Thursday, May 17, 2007

XFM hangs the dj

In what isn't, oh no, a cost-cutting exercise in any way, Xfm have announced they're dropping djs from daytime programming. Instead, it'll just be a non-stop cavalcade of music and adverts between 10 and 4.

But what if Xfm plays a song you've never heard before and you want to know what it was? (It could happen.) You'll be stuffed - no back announcements to tell you what that was.

The big idea is that people will send text messages in to choose the next song - so, that's the Arctic Monkeys, then Oasis, forever, then - and Xfm will scrape off the funds without the need for anything as tiresome as paying people to think what to say or play next.

A limited collection of songs, and you choose what comes next, with no additional information or entertainment. Well done, Xfm - you've just invented the iPod, only one you have to share the control wheel for with the whole of the UK.
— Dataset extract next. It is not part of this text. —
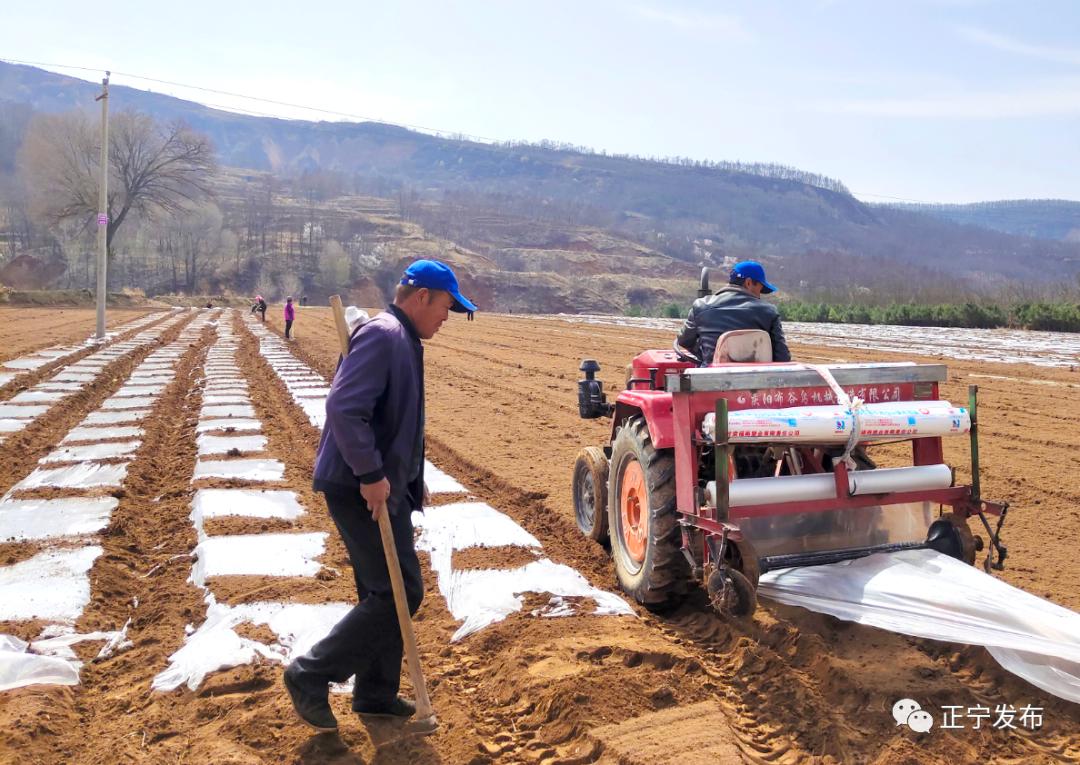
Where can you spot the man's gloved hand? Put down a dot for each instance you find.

Xfm have promised that nobody will lose their job as a result of the changes, although managing director Nick Davidson must be looking dodgy.
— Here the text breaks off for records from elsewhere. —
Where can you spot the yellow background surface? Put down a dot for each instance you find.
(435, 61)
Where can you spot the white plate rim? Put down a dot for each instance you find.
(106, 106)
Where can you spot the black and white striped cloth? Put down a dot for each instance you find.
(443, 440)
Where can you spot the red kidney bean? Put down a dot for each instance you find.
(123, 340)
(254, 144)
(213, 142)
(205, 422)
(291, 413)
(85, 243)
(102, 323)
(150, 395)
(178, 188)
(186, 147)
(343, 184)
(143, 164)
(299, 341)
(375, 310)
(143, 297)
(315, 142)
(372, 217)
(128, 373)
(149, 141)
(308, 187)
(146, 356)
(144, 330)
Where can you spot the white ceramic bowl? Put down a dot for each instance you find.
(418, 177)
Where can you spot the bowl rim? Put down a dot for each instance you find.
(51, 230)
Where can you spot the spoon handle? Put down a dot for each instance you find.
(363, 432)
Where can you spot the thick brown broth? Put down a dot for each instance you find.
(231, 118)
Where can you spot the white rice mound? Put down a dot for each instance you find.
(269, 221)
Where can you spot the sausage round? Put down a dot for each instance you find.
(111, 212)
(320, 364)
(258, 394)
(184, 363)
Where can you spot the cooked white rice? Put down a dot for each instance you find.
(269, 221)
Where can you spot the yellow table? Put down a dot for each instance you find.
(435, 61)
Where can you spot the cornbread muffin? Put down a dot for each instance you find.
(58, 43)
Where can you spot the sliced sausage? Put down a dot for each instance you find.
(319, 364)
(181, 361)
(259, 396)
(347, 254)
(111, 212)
Oh... and although there won't be any professional presenters, "listeners can record messages to go out on the air". A bit like junior choice, then.


5 comments:

CarsmileSteve said...

XFM is rly going down the pan though, they play the same 8 records every morning...

Anonymous said...

It all sounds very noble and democratic, handing control of a station's daytime playlist to the listener. Something like bringing the community/recommend-a-song aspect of sites like last.fm to traditional radio.

That's how it sounds, anyway. But would I be far off the mark in predicting that this will end up with XFM's output being decided by whichever bands' PR team can send out the most mailshots to their databases? Once it was "Don't forget to vote for Phixx in the Smash Hits Poll!". Now I can see the internet groaning under the weight of weekly emails trilling "Text KOOKS to XFM!"

If I wanted the youth of today to choose what I listen to, I'd sit near them on public transport as they played 'Brianstorm' out of the crappy speaker on their Nokia. Bastards.

Anonymous said...

They still have X-posure though, which is the total flipside of the daytime programming. John Kennedy rocks.

Simon Hayes Budgen said...

That's the shame of it, isn't it, anon? They have the answer to their problem in their own schedule, but instead ignore it.

There's management sitting around saying 'how can we engage our listeners, offer something distinctive, really connect with a solid core au... could someone go and ask that Kennedy bloke to turn that music down... we're trying to think here. How about we be like The Box, but on radio?'

bounder said...

awful, awful, awful

how can you vote for a new song you've never heard before?